Kobe’s training regimen have all the elements of deliberate practice. Firstly, he had a very specific goal – to achieve 800 made jump shots.


This means that if his shooting percentage were 50%, he would have to shoot 1600 baskets to be able to reach his daily goal of getting 800 shots into the basket.




And secondly, we have no doubts on how intensely focused Kobe is during his deliberate practice sessions.


Thirdly, he gets immediate feedback from his shooting coach. He also gauges how the ball moves to the hoop when he misses. Then, he would make adjustment to his posture, trajectory and mindset.


Fourthly, Kobe understood that in order to become an elite level basketball player, he had to endure frequent bouts of discomfort in his deliberate practice. His mantra was “Rest at the end, not the middle.”


Tim Grover, a personal trainer who had worked with Kobe for years during and after his NBA career, shared that he had to urge Kobe not to overwork himself.


How Far Are You Willing To Go?

Deliberate practice is not required is you are engaging in a fun activity or hobby.


But if your intention is to become an expert in your field or to push your current performance to an elite level, then you will benefit from deliberate practice.


Being an elite performer or an expert in any field does not come easy. It takes more than just deliberate practice. You would also need grit and determination.
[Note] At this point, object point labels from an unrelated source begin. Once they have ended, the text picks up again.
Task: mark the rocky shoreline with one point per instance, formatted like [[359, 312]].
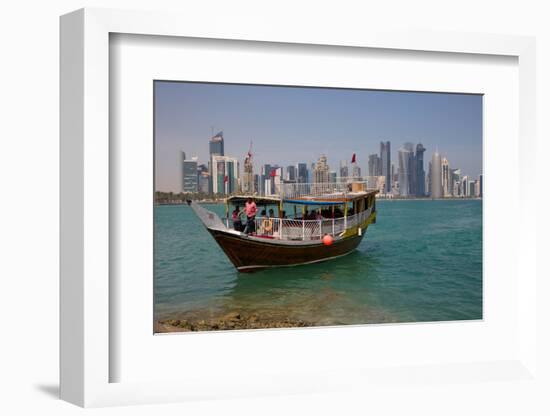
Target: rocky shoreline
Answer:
[[230, 321]]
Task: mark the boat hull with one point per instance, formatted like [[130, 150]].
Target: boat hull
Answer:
[[250, 255]]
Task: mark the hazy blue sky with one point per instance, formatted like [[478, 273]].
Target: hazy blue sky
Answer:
[[292, 124]]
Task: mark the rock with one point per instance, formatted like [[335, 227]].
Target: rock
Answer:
[[232, 316]]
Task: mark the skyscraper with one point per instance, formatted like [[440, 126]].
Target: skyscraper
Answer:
[[216, 148], [248, 175], [291, 173], [385, 159], [224, 174], [420, 173], [344, 171], [446, 178], [181, 164], [405, 158], [321, 172], [190, 176], [480, 186], [216, 145], [302, 172], [437, 189], [375, 165]]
Deliberate practice is a systematic and structured way to challenge yourself to strive towards greatness. Of course, its value and effectiveness lie in its constant immediate feedback and the guidance of a coach or mentor.


Are you ready to exceed your current level or performance?  In your path to mastery and being an expert, ask yourself:

How far are you willing to go?


Are you willing to pay the price to achieve your goals?